McGrory and Bedi’s series rolled out in the fall and winter of 2020. It has sparked investigations, lawsuits and reform.
On Friday, they won the Pulitzer Prize in the Local Reporting category.
A small group met at McGrory’s house to watch the announcement live streamed. Her tiny newborn slept in his father’s arms through all the applause and speeches. (Her husband is Times editor Michael Van Sickler.) And the family beagle Susan became a social media sensation when pictures of her smiling broadly were tweeted out on the Times social media account.
Later that afternoon, journalists and company leaders gathered in the courtyard of the Poynter Institute, which owns the Times, to celebrate what McGrory and Bedi had done.
Celebrants arrived, hot and sticky, before the searing sun mercifully drifted below the roofline. They ate Publix fried chicken, shared a sheet cake, and toasted the winners with champagne.
The vast majority of McGrory and Bedi’s project was reported amid the pandemic, and the entire newsroom has worked remotely for the past 16 months. Many of the journalists who came together Friday had not seen each other in the flesh since then. Others met new colleagues, hired as far back as a year ago, for the very first time.
The Pulitzer announcement marked the 13th time the Times newsroom has won the most prestigious prize in journalism.
And no newsroom has won the Local Reporting category more than your Tampa Bay Times.
That says a lot about who we are and what we strive to be for our readers.
Our newsroom holds the powerful accountable and gives voice to the voiceless.
That may sound like a journalistic cliche.
It’s gospel to us.
Consider what Tracey McManus did when she showed how the church of Scientology had secretly gobbled up swaths of downtown Clearwater.
Or what Bethany Barnes did when she exposed how an armored trucking firm, which rolls through Tampa Bay, had cast safety measures aside, leading to one crippling accident after another.

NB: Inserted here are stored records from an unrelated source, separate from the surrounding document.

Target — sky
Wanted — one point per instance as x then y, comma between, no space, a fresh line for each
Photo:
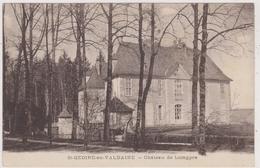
235,59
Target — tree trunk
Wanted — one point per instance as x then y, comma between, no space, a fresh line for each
78,65
141,77
150,74
195,75
202,123
27,131
16,87
109,77
49,87
85,104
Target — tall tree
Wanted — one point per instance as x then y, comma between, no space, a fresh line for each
141,77
202,124
109,16
195,73
49,77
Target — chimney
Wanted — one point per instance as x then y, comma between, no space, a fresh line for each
99,63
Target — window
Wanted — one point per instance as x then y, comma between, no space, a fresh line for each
159,87
222,90
128,87
177,111
178,90
160,112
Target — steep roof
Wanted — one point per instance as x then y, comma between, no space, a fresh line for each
117,106
96,81
65,113
166,61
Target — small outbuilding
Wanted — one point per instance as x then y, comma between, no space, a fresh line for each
64,124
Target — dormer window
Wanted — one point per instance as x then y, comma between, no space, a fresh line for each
145,66
128,87
222,90
178,91
159,87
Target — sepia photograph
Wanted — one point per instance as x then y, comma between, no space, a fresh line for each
128,84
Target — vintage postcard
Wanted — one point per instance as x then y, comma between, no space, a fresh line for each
128,84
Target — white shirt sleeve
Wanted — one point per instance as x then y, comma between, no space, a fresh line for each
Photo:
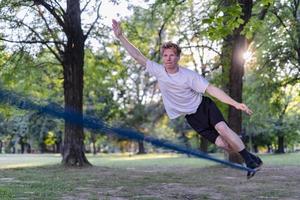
153,68
199,83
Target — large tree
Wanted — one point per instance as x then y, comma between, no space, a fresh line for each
56,25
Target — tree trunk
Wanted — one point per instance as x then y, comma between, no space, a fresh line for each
1,145
141,148
280,143
236,73
73,59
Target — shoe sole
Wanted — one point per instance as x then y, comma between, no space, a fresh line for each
251,174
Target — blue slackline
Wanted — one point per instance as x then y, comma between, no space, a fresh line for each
57,111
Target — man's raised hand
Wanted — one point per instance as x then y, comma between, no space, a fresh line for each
116,28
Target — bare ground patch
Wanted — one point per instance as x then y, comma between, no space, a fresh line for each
273,182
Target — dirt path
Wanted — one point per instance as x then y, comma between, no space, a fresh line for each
272,182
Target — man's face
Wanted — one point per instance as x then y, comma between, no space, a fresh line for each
170,59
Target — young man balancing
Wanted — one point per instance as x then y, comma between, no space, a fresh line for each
182,93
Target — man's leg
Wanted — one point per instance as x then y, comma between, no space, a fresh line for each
235,143
220,142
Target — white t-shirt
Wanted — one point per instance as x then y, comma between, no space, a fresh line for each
181,92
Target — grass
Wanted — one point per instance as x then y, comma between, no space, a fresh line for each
164,176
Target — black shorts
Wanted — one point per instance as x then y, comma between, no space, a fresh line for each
205,118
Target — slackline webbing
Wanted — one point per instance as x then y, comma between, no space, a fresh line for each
57,111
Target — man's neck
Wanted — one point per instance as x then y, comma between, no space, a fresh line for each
173,70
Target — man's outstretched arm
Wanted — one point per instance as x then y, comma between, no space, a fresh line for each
222,96
130,48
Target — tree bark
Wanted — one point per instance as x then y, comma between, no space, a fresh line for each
73,60
141,149
236,73
280,143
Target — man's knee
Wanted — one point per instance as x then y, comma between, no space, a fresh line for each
221,127
221,143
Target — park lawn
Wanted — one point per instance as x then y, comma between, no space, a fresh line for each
163,176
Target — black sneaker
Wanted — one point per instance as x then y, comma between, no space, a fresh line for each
256,159
255,166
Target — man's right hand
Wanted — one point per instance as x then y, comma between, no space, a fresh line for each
116,28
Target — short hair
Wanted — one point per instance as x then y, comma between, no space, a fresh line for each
170,45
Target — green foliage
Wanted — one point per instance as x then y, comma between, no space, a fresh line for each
222,21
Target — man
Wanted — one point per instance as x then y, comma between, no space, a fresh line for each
182,92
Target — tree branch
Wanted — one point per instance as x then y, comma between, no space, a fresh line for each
95,21
51,32
52,11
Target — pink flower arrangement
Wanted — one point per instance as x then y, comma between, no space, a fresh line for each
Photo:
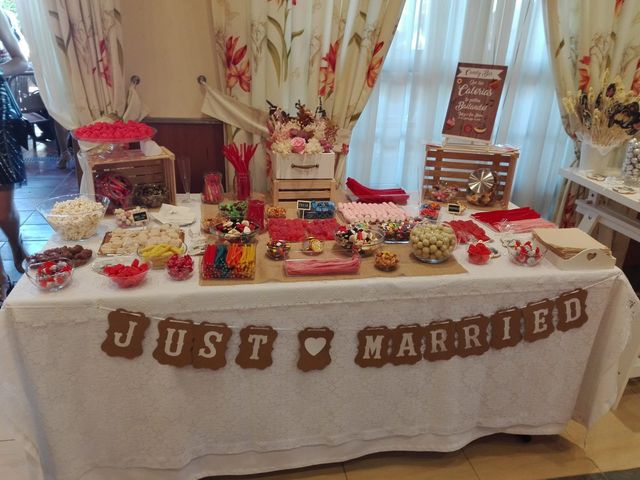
305,133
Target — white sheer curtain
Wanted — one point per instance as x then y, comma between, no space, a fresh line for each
407,106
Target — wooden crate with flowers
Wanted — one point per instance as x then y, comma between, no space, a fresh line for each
301,154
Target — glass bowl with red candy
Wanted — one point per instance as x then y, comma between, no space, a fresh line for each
479,253
180,267
526,253
123,274
50,275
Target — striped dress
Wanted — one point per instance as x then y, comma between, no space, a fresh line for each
12,169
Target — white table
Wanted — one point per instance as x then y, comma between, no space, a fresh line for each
78,411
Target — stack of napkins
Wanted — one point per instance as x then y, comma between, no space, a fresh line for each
567,242
175,215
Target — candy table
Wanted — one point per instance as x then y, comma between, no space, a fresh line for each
83,414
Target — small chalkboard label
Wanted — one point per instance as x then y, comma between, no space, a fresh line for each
140,217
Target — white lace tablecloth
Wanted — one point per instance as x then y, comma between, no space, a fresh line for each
83,414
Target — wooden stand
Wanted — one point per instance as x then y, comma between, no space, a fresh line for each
139,170
288,191
453,166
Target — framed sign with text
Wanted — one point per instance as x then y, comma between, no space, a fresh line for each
474,101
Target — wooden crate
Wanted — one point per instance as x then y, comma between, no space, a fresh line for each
451,166
289,191
140,169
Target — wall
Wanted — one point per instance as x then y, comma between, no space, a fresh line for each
168,43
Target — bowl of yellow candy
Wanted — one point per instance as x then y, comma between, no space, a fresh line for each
157,255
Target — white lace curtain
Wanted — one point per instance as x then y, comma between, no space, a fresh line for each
407,106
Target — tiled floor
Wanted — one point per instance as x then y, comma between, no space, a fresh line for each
612,445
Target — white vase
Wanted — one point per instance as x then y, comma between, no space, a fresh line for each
609,164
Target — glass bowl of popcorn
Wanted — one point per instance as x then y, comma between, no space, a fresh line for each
74,217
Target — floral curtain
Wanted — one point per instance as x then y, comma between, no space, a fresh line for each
585,39
289,50
76,48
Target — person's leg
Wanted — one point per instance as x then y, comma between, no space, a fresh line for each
10,225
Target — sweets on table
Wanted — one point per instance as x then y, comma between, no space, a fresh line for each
76,218
126,276
371,212
385,260
467,230
432,242
398,231
332,266
479,253
132,217
77,255
126,241
180,267
359,237
233,260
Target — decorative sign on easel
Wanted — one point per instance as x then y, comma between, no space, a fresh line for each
204,345
474,101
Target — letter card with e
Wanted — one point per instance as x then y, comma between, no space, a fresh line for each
474,102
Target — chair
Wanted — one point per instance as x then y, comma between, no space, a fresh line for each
27,95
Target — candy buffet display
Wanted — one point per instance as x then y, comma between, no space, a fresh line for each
478,253
126,241
157,255
432,242
233,260
316,209
331,266
359,237
150,195
212,190
468,230
631,164
123,275
180,267
527,253
430,211
274,211
132,217
278,249
443,193
50,275
74,217
386,261
398,232
237,231
234,210
482,187
115,187
312,246
119,131
371,212
77,255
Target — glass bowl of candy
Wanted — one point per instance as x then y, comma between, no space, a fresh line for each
479,253
398,231
527,253
123,272
432,242
237,231
386,261
76,216
180,267
443,193
157,255
50,275
278,249
359,237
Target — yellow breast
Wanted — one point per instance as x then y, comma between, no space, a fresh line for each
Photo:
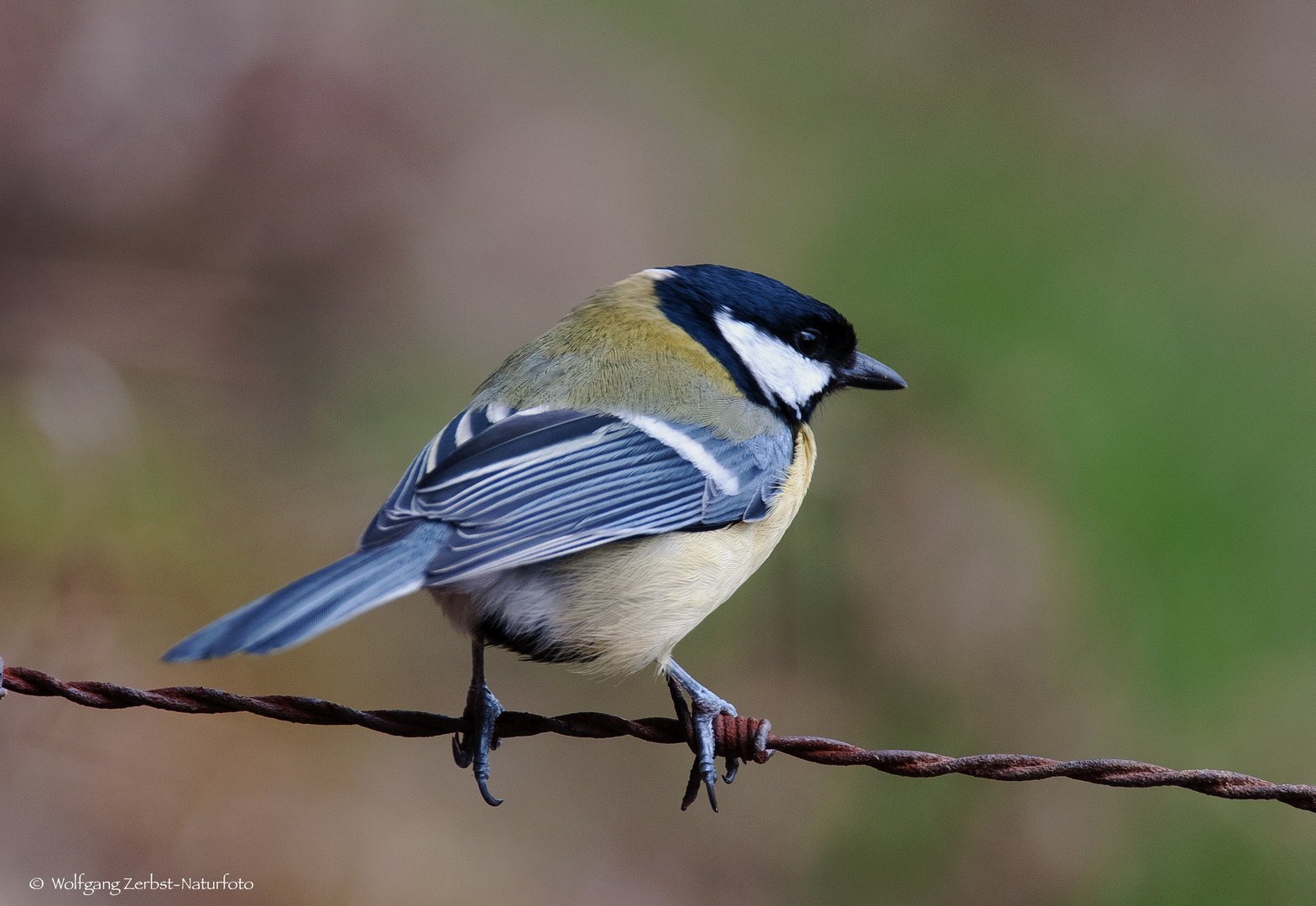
632,601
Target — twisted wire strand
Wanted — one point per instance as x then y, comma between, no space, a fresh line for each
748,739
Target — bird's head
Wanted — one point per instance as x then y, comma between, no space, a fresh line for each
785,350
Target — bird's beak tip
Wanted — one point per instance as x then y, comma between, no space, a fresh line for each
869,373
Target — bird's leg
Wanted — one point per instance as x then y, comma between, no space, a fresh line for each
699,726
481,714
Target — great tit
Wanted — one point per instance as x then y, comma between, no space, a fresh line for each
608,487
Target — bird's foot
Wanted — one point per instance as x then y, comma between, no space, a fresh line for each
474,746
697,720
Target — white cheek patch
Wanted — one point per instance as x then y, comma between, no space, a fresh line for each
780,370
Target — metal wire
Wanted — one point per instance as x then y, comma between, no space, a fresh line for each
748,739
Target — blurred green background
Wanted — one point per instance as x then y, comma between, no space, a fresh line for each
254,254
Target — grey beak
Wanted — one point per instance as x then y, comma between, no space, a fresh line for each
871,375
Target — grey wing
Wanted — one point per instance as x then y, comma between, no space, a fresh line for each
535,486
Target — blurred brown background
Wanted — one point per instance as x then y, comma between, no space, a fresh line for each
254,254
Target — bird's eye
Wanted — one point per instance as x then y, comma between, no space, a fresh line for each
807,341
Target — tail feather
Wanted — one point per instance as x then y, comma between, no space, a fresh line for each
317,602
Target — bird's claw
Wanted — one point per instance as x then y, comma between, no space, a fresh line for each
697,720
481,716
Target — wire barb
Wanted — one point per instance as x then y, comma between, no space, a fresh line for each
746,739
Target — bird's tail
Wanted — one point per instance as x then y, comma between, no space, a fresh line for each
320,601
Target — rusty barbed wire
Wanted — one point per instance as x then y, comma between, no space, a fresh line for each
748,739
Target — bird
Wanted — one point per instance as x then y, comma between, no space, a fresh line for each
607,488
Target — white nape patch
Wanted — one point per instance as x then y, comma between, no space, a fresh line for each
780,370
463,429
690,450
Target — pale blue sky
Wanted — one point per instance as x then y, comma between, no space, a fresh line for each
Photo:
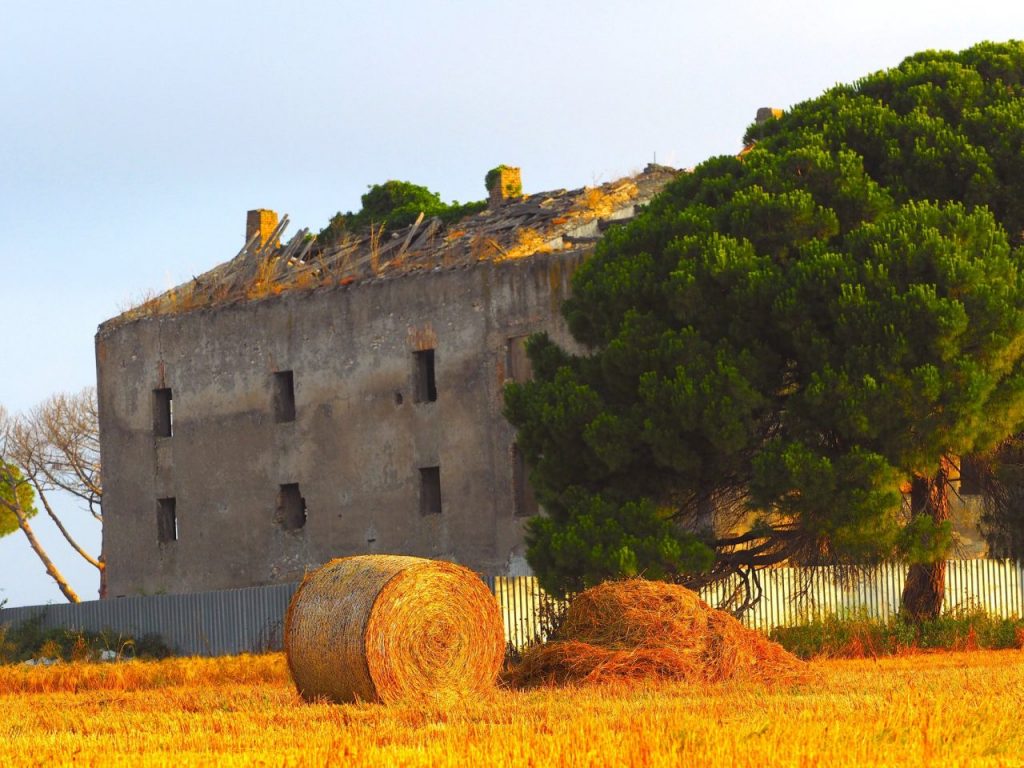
134,135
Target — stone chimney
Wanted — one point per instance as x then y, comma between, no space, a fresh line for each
504,182
767,113
261,220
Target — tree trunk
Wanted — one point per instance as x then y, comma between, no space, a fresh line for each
926,583
51,568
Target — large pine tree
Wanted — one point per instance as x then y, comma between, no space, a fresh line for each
793,335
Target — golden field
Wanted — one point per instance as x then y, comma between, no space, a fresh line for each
936,710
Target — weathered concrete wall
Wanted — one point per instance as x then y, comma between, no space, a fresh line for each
357,441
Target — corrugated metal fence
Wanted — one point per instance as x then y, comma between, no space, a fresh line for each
251,620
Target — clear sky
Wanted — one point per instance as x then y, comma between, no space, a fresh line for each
134,135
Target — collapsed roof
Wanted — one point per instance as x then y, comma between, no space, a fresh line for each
519,227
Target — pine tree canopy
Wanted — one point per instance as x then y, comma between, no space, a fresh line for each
780,340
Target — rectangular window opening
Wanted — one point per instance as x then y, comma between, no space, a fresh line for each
430,491
163,413
523,499
167,520
425,389
517,365
291,512
284,396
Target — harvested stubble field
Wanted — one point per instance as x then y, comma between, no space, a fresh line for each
948,710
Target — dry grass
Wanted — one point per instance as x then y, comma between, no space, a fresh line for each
949,710
637,629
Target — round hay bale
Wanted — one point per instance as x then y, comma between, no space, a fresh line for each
384,628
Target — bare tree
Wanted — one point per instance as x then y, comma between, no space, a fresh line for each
53,450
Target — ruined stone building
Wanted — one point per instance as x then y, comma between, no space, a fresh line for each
296,404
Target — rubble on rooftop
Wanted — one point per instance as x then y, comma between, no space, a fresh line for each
518,227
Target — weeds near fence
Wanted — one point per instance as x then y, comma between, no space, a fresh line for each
859,636
30,641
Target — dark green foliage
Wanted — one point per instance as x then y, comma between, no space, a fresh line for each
31,640
802,329
859,636
14,493
392,206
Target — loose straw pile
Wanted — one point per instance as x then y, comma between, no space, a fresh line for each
384,628
638,629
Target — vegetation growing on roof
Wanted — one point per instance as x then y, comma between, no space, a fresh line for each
392,206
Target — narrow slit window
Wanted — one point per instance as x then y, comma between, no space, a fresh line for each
523,501
430,491
167,520
163,413
426,383
284,396
291,513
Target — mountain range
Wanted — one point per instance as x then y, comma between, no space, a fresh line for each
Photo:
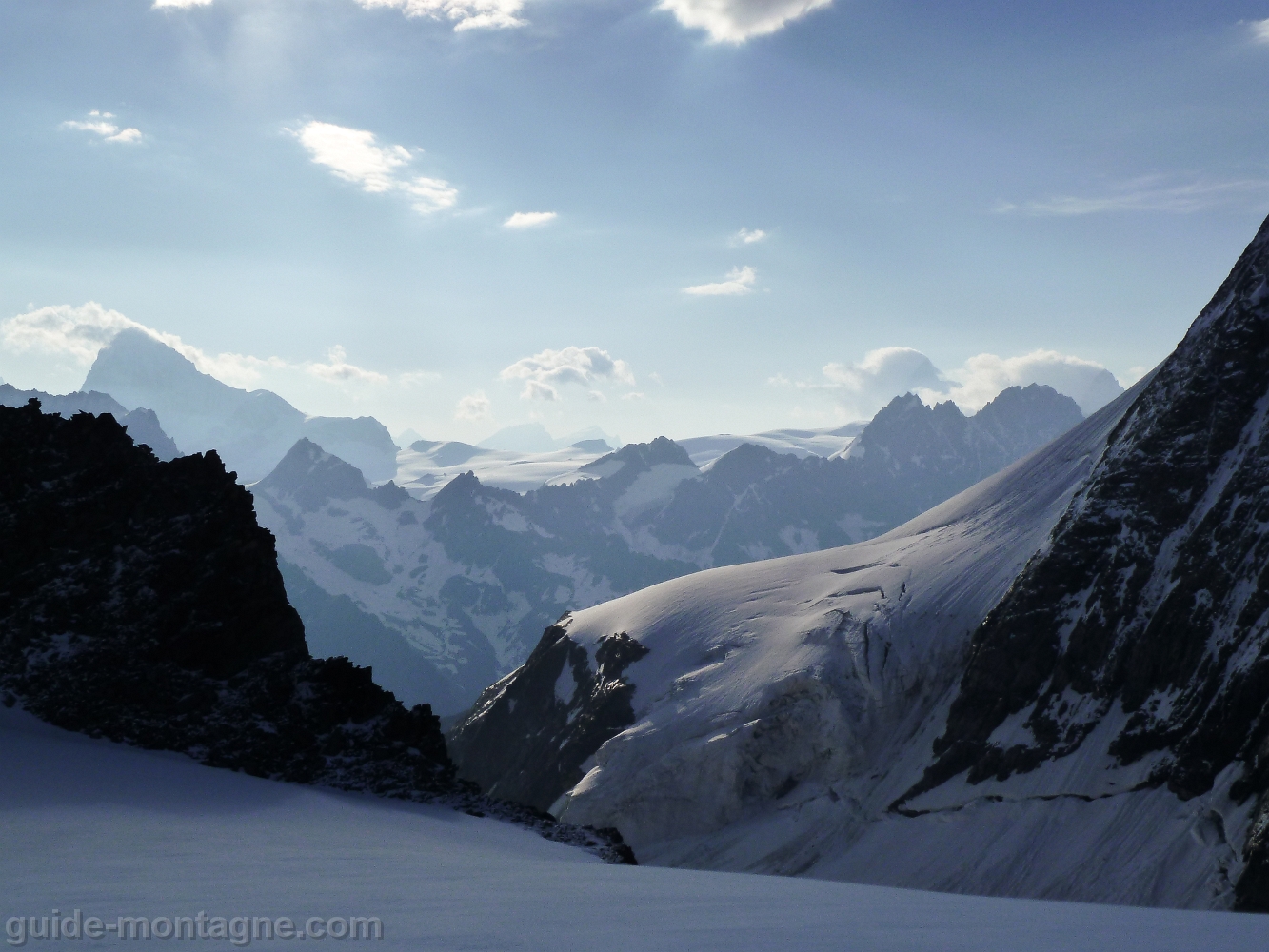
250,430
445,596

Or what Barbara Behrendt did, revealing abuses inside a Pasco County nonprofit.
Or what Paul Guzzo did by uncovering thousands of erased graves across Tampa Bay.
Or what Corey G. Johnson, Rebecca Woolington and Eli Murray did by shining a light on the alarming contamination of workers inside a Tampa factory, the only lead smelter in Florida.
We thank you all. And we look forward to ongoing, and unending, service to our Tampa Bay community.